Step-by-step explanation:
The question under consideration involves the application of statistical methods to real-life scenarios involving text message usage among college students. Given the average and standard deviation for daily text messages sent or received, we can calculate a Z-score that indicates how a specific value compares to the average in terms of standard deviations.
First, let's calculate how many texts you send in a day and find your z-score:
- Let X be the number of texts you send in a day.
- Assume you send 50 texts per day.
- The Z-score formula is Z = (X - µ) /σ, where µ is the mean and σ is the standard deviation.
- For our example, Z = (50 - 87) / 28 = -1.3214 (approximately).
The Z-score is negative because you send fewer texts than the average student.
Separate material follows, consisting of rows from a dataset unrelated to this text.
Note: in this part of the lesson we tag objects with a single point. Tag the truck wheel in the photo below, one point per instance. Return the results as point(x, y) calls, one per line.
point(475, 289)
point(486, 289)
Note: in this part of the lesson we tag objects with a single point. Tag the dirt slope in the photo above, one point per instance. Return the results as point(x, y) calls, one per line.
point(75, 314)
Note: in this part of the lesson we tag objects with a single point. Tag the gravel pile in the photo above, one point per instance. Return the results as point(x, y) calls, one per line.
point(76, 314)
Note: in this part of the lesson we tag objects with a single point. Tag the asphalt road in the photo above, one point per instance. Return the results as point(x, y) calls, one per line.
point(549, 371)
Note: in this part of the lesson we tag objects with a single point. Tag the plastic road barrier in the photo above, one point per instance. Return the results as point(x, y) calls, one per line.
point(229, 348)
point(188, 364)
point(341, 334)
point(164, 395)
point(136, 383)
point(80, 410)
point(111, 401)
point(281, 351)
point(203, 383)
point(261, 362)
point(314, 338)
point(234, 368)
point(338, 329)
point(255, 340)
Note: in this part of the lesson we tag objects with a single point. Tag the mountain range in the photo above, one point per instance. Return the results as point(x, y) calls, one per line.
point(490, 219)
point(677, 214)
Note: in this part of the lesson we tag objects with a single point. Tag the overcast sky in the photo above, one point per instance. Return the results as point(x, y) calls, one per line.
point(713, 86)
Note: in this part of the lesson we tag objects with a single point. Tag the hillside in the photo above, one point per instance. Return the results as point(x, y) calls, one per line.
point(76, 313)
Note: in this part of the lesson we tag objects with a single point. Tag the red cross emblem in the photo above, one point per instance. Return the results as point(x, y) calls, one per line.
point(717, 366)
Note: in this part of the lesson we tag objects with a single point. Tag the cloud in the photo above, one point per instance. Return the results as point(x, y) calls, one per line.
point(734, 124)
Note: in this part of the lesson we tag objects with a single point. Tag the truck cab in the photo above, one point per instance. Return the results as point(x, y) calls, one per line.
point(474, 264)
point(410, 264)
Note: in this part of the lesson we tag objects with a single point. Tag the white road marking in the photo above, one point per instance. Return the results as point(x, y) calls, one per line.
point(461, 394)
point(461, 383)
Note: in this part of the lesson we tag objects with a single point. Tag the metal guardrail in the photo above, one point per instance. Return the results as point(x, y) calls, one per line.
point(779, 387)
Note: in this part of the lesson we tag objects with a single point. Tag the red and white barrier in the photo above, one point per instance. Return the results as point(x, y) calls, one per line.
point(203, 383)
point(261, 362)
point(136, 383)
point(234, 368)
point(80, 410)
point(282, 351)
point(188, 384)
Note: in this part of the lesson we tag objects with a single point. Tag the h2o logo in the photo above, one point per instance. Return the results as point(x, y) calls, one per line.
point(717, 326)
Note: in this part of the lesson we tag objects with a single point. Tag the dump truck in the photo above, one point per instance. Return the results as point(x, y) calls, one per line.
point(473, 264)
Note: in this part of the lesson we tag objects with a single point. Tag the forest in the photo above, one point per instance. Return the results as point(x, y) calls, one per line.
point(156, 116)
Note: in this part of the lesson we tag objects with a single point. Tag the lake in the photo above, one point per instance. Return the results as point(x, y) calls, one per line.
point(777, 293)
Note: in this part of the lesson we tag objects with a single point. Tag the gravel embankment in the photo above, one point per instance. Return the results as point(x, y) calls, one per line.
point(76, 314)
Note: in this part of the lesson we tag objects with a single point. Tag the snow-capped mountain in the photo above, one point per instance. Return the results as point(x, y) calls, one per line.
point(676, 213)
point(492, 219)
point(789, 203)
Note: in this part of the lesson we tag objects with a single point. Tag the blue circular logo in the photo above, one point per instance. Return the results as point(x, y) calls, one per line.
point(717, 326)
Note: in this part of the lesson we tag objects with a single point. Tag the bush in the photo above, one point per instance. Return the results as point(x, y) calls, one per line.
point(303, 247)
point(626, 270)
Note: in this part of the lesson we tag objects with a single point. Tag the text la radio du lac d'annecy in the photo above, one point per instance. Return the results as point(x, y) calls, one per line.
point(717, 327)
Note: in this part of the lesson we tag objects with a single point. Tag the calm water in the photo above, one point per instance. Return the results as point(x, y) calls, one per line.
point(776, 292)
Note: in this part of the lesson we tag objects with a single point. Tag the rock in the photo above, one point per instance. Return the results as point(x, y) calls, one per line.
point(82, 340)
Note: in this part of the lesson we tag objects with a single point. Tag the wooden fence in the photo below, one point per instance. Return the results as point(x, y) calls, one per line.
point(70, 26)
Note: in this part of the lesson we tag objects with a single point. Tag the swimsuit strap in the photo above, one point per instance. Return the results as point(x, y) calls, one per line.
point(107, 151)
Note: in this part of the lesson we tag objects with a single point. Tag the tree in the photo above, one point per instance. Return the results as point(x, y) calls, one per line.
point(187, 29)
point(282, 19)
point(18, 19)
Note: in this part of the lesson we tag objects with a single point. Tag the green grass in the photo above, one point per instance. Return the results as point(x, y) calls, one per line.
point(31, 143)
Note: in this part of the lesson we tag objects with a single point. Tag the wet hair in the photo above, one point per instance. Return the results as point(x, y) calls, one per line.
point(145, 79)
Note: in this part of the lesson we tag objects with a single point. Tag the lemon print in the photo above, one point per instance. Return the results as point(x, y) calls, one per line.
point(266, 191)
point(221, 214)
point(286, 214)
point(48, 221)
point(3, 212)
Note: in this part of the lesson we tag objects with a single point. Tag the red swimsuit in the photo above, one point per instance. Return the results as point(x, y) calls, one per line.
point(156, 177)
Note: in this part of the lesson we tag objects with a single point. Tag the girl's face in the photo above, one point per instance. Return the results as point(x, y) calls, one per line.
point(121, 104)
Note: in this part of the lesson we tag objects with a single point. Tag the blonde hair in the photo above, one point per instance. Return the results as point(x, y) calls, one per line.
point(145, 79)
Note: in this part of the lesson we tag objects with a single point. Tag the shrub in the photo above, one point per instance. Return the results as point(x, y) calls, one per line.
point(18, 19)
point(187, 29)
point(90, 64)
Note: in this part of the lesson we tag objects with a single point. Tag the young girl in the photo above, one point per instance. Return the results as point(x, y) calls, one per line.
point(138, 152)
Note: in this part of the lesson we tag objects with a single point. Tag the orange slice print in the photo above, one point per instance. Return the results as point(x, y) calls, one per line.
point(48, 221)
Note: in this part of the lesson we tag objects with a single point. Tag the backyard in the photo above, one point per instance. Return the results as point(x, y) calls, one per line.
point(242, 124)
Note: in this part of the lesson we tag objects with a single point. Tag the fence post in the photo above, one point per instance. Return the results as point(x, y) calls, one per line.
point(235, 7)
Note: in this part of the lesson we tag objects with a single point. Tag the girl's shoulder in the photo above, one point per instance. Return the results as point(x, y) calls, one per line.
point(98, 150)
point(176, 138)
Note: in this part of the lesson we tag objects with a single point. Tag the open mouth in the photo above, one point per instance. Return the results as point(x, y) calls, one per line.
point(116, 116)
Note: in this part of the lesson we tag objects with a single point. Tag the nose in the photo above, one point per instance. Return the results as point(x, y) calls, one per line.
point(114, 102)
To find out what percent of college students send fewer or more texts than you, we use the Z-score to look up the corresponding percentile in a standard normal distribution table.
A Z-score of -1.3214 corresponds to a percentile of roughly 9.3%, meaning that about 9.3% of students send fewer texts than you. Consequently, about 90.7% of students send more texts than you.
The closest answer choice among the provided options is therefore c) 90%, which is the correct option.